Hybrid architectures: Combining RWKV with a small amount of Attention
Hardware optimization: Optimizing for new chips like Groq and Cerebras
Multimodal: Expanding to other modalities such as vision and audio

Quiz

Q1. What do R, W, K, and V stand for in RWKV?

R: Receptance (reception gate), W: Weight (time decay), K: Key, V: Value.

Q2. In which mode does RWKV operate during training and inference respectively?

During training, it operates in parallel (Transformer-like) mode processing the entire sequence at once. During inference, it operates in sequential (RNN-like) mode with O(1) cost per token.

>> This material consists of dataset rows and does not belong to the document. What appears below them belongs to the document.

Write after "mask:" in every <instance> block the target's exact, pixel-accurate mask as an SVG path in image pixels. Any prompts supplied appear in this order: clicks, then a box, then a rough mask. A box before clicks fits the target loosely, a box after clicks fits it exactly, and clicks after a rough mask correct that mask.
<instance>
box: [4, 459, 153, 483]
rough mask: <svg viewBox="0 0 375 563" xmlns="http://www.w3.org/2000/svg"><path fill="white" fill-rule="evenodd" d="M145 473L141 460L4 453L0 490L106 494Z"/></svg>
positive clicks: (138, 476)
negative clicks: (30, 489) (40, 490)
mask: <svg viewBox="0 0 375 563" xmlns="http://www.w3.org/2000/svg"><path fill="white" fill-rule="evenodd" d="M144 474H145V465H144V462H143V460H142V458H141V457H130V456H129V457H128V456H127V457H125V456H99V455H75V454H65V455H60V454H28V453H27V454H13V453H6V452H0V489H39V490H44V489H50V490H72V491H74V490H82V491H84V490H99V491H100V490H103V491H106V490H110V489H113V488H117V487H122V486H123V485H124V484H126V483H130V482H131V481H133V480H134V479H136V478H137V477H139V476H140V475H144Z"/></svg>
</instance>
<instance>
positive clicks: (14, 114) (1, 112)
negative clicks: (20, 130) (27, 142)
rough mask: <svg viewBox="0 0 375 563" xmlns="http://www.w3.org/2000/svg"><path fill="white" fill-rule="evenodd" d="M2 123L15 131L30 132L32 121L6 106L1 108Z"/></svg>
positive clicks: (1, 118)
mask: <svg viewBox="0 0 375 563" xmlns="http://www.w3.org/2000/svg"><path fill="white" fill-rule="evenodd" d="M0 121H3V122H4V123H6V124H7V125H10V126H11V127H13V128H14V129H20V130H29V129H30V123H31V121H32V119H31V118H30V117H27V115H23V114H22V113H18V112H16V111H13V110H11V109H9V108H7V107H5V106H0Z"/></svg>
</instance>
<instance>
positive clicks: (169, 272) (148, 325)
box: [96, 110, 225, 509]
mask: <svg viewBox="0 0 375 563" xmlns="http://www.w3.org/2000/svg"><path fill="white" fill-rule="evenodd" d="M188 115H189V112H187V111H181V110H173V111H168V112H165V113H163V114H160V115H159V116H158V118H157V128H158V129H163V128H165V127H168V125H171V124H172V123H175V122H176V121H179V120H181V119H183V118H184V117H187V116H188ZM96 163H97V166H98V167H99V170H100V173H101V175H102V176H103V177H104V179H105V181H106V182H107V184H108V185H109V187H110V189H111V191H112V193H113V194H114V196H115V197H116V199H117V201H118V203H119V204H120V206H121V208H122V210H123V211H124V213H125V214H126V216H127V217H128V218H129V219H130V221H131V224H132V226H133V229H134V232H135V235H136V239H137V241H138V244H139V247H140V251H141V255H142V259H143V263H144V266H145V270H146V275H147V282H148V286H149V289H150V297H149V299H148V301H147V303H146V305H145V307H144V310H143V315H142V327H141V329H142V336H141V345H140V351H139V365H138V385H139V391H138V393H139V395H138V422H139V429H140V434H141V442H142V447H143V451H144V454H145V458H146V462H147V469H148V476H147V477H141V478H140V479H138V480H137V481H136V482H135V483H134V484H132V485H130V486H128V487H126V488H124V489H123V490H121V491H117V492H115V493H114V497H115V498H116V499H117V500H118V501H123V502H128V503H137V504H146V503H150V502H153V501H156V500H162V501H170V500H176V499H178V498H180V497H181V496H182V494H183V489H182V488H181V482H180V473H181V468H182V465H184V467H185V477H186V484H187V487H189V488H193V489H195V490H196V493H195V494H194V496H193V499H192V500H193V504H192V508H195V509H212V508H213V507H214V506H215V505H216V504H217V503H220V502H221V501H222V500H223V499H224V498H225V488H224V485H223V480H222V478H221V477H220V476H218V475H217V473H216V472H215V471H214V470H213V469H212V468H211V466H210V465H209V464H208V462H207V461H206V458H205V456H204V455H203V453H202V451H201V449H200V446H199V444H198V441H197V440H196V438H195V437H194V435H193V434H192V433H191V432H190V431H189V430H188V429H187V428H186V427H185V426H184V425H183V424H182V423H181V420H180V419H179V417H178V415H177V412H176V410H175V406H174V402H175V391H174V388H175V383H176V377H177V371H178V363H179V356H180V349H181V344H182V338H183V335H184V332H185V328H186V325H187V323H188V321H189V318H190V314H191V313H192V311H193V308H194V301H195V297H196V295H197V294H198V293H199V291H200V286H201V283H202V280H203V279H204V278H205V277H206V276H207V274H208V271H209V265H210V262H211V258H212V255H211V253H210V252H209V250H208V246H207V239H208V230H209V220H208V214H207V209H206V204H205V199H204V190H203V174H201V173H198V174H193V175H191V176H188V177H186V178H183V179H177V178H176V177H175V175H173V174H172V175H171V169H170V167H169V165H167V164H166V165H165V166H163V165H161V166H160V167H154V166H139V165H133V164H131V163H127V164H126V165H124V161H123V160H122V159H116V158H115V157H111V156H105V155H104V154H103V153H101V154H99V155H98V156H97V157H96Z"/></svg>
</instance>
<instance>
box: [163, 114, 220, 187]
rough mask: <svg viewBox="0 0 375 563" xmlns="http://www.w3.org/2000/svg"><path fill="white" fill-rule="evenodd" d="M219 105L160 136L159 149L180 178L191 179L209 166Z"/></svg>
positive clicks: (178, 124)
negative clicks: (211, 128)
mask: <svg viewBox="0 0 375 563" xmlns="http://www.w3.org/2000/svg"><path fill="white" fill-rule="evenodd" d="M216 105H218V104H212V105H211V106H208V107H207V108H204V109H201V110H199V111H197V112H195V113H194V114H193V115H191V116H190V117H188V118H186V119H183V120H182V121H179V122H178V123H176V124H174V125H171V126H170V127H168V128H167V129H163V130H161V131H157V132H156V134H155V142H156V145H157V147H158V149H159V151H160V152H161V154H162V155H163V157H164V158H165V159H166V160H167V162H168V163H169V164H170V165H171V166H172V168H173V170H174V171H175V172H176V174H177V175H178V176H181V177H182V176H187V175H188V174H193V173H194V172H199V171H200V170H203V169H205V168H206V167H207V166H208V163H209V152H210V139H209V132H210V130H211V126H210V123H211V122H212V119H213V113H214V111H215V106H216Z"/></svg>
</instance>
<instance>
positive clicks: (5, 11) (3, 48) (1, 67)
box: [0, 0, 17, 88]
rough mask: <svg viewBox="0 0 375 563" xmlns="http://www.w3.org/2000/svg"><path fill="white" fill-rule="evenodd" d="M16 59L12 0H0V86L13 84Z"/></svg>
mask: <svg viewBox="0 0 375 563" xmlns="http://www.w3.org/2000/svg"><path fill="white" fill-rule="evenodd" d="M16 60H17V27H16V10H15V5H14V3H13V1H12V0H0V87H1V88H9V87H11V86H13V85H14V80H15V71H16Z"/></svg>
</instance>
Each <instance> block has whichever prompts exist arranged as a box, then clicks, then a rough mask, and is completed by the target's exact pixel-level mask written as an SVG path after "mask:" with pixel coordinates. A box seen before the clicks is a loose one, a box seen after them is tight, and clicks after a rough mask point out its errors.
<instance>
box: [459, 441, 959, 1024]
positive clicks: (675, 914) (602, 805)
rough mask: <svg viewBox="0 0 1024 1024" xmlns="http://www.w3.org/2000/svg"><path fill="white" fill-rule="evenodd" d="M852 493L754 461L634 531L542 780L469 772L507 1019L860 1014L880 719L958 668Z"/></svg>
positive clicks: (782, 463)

Q3. What is the Data-dependent time decay introduced in RWKV-6?

Instead of a fixed decay rate, the decay rate changes dynamically based on the input data. This is an idea similar to Mamba's selective mechanism.

Q4. What is the key innovation of RWKV-7 Goose?

It introduces a State Transition Matrix that represents state transitions using matrices rather than scalars. This enables richer state updates and enhanced In-Context Learning.

Q5. What is the biggest advantage of RWKV over Transformers?

Inference cost remains constant regardless of sequence length (O(1) per token). Even at 128K+ tokens, it does not run into OOM issues like Transformers.

Q6. What is the role of the Token Shift mechanism?

It blends the current token with the previous token via a weighted average, enabling positional information to be conveyed within the sequence without explicit positional encoding.

Q7. What is one current limitation of RWKV?

Compared to Transformer's Full Self-Attention, RWKV may underperform on complex pattern retrieval and precise information retrieval tasks.

Conclusion

RWKV is an innovative architecture that challenges the conventional wisdom that "RNNs are dead." By combining the parallel training efficiency of Transformers with the inference efficiency of RNNs, it excels particularly in long sequence processing and edge device deployment. With the introduction of the State Transition Matrix in v7 Goose, the performance gap with Transformers has been nearly closed.